Ashtanga teaches us patience, a friend said. I thought about this, before teaching patience, I decided, ashtanga teaches us that impatience is present.

Arms and Legs

I don't have to work my arms quite so hard if I use my legs. 

                                                                     (on lowering to chatarunga)


Guided primary yesterday and grateful to be counted through finishing. Somehow finishing has grown into something that can be hurried, as if it doesn't count - finishing gets squeezed, because its slow, because I don't have time, because I'm already there - aren't I? Any time I don't have time should turn on a lightbulb - or rather turn it off - that's where the pileup happens. Listen then, to another count.  

Sometimes I think we forget that healing is a process. We know that, of course, but we forget. There aren't too many models of process to watch - we get impatient, don't notice the markers, grow detached, look for something new. Yoga, and I'm particular to Ashtanga, is a model for process. I mean, we're not going to be able to learn how to do something by not doing it. We can think about, chart it out, envision it, eventually, if we are lucky, we must apply our bodies - limbs and legs and hands and knees - all tangled up, crooked, tender, searching bodies with hearts inside them. 

I've been choosing primary series over second. Second feels far away, all the way through yoga chikitsa.  And it's hard, hard-er, it's where I fail. Today I realized that all the places that ache (hips, thoracic) get touched during second - I must have already known this, providing yet another reason to resist. But then I had to acknowledge that the aching is made worse by not doing, that intermediate touch  brings more relaxation than it does more pain. This is a profound testimony to the system of ashtanga yoga -a system that leads us through the body - what's required of the practitioner is courage and faith.  There is always ample opportunity for not doing -- fear of failure - but not so much the failure to jump into bakasana - but the failure of divination, or at least the fear of not being able to do what you've been called on to do.  

On wednesday I stepped on my mat and with the words vande gurninam I began to cry. Why crying? Why raining? The answer seemed to be that I was grateful for my practice: the confusion of daily living, the repeating desires, the pain in my back, with all of that I also had this - a place to be - and I've cultivated this place, built it over the last four years, the door swings open at a touch and welcomes me, does not threaten, is not discouraged, does not leave, is always waiting, doesn't grow tired or disappointed -- I have this place, in me. Here's the practice, the temple. 

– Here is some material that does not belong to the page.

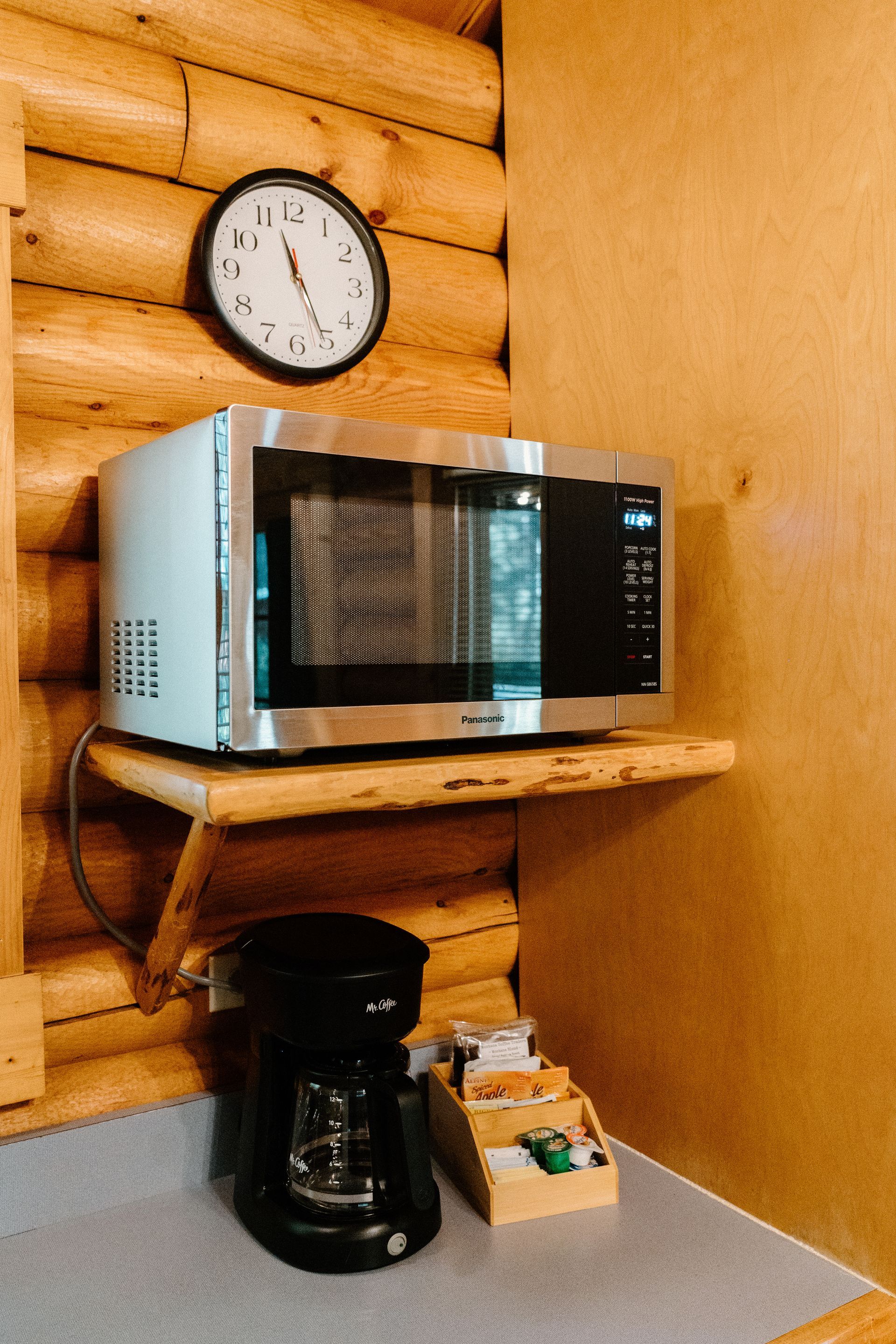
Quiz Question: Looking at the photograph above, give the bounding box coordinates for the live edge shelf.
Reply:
[86,730,735,1014]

One of the interesting, often overlooked, pieces of travel is the returning home. There is in this a brief window where it's just possible to see where things are stuck, bent, not working, disconnected. What did I miss? What didn't I miss? Safety is built into routine - the recognizable, the familiar, the predictable. This is not argument against the ashtanga system - there is an enormous lot to be learned through commitment, hard-work, and repetition - and I still believe the mysore room is the most sophisticated teaching environment. But it's good to go swim in the ocean, to come home and notice how my right leg drifts to compensate for a left elbow that wants always to swing wide - to go through is almost too painful. To notice that you are a creature separate from me - even when, especially when, your sadness floods my house and I stand there worrying, watching the water rise. How to keep the heart open and keep house? You come in, I go out - wandering the countryside, looking for clues. 

"Is it boring?", she asked

"Only when I stop paying attention."

Do you know there's ketchup on the window sill? No, but if you hum a few bars.  This, and other tunes of presence. 


Home practice:

I bound on my own for the first time today in pasasana, propped up on an old copy of the new our bodies ourselves. I think that's funny. 

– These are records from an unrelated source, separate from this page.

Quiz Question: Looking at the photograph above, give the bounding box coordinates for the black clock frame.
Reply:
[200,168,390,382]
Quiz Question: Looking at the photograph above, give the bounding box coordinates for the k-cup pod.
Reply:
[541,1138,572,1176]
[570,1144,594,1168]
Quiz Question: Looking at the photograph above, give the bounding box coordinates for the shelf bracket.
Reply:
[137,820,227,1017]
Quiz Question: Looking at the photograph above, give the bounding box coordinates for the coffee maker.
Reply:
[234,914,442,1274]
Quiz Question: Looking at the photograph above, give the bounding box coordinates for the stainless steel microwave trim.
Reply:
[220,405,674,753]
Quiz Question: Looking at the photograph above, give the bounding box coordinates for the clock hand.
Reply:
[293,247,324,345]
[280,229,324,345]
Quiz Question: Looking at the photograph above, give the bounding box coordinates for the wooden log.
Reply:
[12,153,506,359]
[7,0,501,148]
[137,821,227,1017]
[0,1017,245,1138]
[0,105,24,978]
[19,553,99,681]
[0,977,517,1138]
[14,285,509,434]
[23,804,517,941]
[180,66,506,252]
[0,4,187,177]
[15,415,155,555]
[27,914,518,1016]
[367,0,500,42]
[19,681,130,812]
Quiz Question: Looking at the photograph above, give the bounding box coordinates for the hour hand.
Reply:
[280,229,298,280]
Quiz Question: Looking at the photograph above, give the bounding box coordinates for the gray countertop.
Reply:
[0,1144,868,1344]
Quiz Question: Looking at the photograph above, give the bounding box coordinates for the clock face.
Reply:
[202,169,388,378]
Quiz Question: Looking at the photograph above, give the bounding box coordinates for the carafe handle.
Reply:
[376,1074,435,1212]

Sometimes it seems like there is a goal in the asana practice - flop my arms over in prasarita c, or scoop back from bhujapidasana - and this goal is connected to feelings of accomplishment,  and just on the other side of that: a well deserved rest. This morning I was thinking that if the goal is really to rest, why not rest? What is the rest that is earned? Finally a delicious letting go, laying down in in the grass! As long as there is something in the mind that says I have to do this before I can rest then I will have to do that. Unless, I choose not to do that and then I will have to accept the result. Say: if I want honey for my tea, I'm going to have to get some honey. Without honey, the flavor will pale. 

However, it was Sunday. So I unfolded from janu sirsana, bowed, and lay down to do a few restoratives. 



How do we see something we have never seen before? Or rather, how do we perceive it? By what name? Through what associated shape? With what filter?

The asana practice, via the body, demands strength and even more than strength: humility - we are presented with an opportunity to “see” something we’ve never seen before and to cultivate the capacity for this kind of seeing.  


Sometimes it happens that we are afraid to make a mistake -- and become irritated when the tools that have been helpful to us are, for some reason, not available- embarrassed we decide to muddle through, awkward and slightly ashamed at our now visible foibles; a weakness that we thought we’d tamed or put to sleep a long time ago. But then, it happens that both the act and the result are improved! It is better than it was before. And the next day I find myself trying to repeat my mistake, my happy accident, with equal intensity. Really, the warming spot was the awkward vulnerability, the blush of shame and not the accomplishment. It is with fervor that I seek ease.